Social media users made similar sentiments and said that Biden simply couldn't reconcile his Christianity with his apparent pro-choice stance.
One user wrote, "The New York Times says Joe Biden is a good Catholic? Wow that's rich for the MSM when you have a obviously demented fraudulently elected president who supports the taking of innocent life before birth....can't be CATHOLIC and support ABORTION."
Another wrote, "@nytimes views Supreme Court Justice Amy Coney Barrett's catholic beliefs bad but Biden's good? Difference? One is Conservative and one is a Liberal. Further pushing their credibility down the toilet."
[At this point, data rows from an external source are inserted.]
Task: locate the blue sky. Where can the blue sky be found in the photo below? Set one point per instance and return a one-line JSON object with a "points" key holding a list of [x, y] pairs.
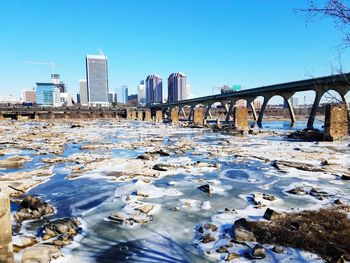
{"points": [[251, 43]]}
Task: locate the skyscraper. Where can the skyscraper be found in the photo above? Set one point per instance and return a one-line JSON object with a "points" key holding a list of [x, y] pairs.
{"points": [[83, 92], [141, 93], [177, 87], [154, 89], [97, 79], [47, 94], [125, 94]]}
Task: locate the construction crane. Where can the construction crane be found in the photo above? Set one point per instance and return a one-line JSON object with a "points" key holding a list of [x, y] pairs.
{"points": [[52, 64]]}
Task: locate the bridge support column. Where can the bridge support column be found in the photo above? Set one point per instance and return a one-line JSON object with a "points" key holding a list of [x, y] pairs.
{"points": [[240, 118], [336, 125], [198, 116], [190, 116], [174, 115], [148, 116], [291, 110], [183, 112], [140, 115], [229, 111], [311, 120], [252, 108], [6, 248], [133, 115], [262, 111], [208, 112], [159, 116]]}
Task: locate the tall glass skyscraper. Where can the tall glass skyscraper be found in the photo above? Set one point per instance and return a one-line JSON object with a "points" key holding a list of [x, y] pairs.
{"points": [[97, 79], [83, 92], [154, 89], [177, 87]]}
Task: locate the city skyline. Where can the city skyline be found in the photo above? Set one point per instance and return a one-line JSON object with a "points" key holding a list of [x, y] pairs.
{"points": [[213, 46]]}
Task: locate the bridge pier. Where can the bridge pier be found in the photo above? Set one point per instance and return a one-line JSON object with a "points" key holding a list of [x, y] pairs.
{"points": [[291, 110], [190, 116], [262, 111], [208, 112], [139, 115], [240, 118], [198, 116], [252, 108], [183, 112], [6, 248], [159, 116], [336, 122], [229, 111], [311, 120], [174, 115]]}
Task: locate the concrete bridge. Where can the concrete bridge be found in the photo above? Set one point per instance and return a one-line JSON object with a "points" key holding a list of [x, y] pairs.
{"points": [[339, 83]]}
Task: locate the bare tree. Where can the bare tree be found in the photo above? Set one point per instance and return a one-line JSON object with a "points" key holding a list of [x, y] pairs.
{"points": [[337, 10]]}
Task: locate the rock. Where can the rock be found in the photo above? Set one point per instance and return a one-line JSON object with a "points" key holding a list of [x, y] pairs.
{"points": [[258, 252], [159, 167], [207, 238], [272, 214], [145, 208], [278, 249], [206, 188], [210, 227], [231, 256], [297, 191], [130, 219], [15, 161], [338, 202], [62, 226], [40, 254], [268, 197], [345, 177], [33, 208], [145, 156], [222, 249], [242, 231], [21, 242]]}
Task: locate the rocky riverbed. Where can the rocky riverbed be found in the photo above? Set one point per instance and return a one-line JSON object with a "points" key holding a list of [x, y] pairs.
{"points": [[107, 191]]}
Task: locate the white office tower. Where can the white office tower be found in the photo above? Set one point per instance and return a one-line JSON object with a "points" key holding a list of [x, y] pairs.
{"points": [[97, 80], [83, 92], [141, 93]]}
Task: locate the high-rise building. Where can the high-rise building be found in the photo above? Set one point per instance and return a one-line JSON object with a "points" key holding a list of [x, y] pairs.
{"points": [[47, 94], [97, 79], [124, 90], [177, 87], [154, 89], [141, 93], [84, 98], [28, 96], [55, 79]]}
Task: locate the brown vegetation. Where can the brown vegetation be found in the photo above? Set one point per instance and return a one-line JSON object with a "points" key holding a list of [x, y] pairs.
{"points": [[325, 232]]}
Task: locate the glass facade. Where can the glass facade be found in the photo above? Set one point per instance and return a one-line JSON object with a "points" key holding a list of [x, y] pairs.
{"points": [[97, 79], [47, 94]]}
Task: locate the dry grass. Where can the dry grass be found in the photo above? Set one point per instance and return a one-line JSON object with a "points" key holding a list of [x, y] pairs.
{"points": [[325, 232]]}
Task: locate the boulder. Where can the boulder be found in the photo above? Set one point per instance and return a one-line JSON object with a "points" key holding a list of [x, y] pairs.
{"points": [[206, 188], [278, 249], [61, 226], [242, 231], [40, 254], [33, 208], [271, 214], [258, 252], [231, 256]]}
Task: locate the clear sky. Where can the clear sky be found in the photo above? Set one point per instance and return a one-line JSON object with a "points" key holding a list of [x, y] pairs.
{"points": [[214, 42]]}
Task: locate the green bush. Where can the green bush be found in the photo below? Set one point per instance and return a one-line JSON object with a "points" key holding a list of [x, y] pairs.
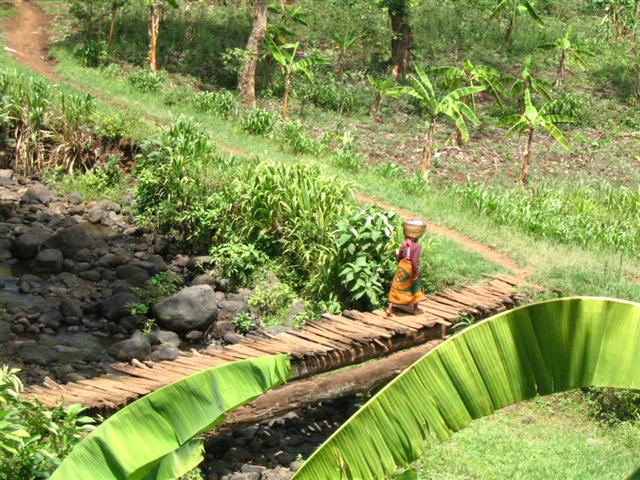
{"points": [[34, 438], [614, 405], [237, 261], [259, 121], [145, 81]]}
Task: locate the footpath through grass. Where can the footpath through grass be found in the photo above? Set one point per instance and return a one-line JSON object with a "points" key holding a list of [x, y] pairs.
{"points": [[564, 269]]}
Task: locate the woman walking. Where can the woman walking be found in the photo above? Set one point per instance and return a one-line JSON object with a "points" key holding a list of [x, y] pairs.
{"points": [[405, 287]]}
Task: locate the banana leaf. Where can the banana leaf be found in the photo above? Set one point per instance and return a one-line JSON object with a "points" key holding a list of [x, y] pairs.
{"points": [[536, 349], [153, 437]]}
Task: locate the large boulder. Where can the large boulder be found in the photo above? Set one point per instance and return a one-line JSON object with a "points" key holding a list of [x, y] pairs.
{"points": [[193, 308], [115, 307], [48, 261], [137, 346], [38, 193], [27, 245], [70, 240]]}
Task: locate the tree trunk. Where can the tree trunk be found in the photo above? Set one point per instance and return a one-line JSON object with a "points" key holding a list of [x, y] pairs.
{"points": [[295, 395], [401, 38], [285, 100], [509, 32], [427, 151], [154, 26], [561, 69], [112, 26], [247, 73], [526, 158]]}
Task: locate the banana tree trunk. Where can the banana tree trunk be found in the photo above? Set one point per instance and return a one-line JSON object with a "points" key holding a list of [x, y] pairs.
{"points": [[562, 69], [154, 26], [526, 158], [427, 150], [247, 73], [401, 38], [112, 26], [285, 100]]}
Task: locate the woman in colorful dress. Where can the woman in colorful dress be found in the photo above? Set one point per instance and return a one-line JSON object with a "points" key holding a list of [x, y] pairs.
{"points": [[405, 287]]}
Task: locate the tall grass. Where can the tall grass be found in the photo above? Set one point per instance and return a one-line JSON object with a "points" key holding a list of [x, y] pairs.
{"points": [[590, 216]]}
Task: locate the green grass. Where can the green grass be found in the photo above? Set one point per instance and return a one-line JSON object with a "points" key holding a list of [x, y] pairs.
{"points": [[546, 438]]}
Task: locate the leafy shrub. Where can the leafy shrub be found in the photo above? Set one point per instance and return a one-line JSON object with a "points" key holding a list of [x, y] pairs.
{"points": [[222, 103], [614, 405], [387, 170], [34, 438], [243, 322], [173, 192], [259, 121], [365, 261], [92, 53], [273, 301], [346, 155], [295, 136], [237, 261], [145, 81], [111, 125]]}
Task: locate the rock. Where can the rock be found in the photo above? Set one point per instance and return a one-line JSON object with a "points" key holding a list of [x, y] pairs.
{"points": [[74, 198], [48, 260], [70, 240], [27, 245], [70, 308], [37, 193], [194, 335], [163, 352], [230, 308], [221, 328], [115, 307], [232, 338], [164, 337], [5, 332], [137, 347], [204, 279], [193, 308]]}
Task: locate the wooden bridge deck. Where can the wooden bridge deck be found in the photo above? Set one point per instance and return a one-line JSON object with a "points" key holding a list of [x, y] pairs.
{"points": [[331, 342]]}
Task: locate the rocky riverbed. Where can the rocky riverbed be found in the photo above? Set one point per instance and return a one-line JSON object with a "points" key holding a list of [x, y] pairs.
{"points": [[68, 271]]}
"If pro-abortion Joe Biden is a devout Roman Catholic like the laughable, lying, #FakeNews @nytimes reports he is, all devout Roman Catholics must be leftists. Roman Catholics wake-up, the left is destroying you're [sic] beliefs & u!" another user insisted.
Another social media user took the outlet to task over its reporting.
"Honestly, this is an example of how chronocentric our society has become," the user explained. "Everything new is the best, the greatest, or the most. With postmodern thought has come the lack of ability to think reflectively about the past meaningfully."
Yet another user said that Biden is hardly the barometer for Christian living.
"The NYT is the newspaper equivalent of Sponge Bob; intake literally makes people dumber," the user wrote. "Biden may believe in Christ, but unless he's also elected Pope (a possibility I won't comment upon) he's not the arbiter of what is or isn't moral/Christian for Catholics."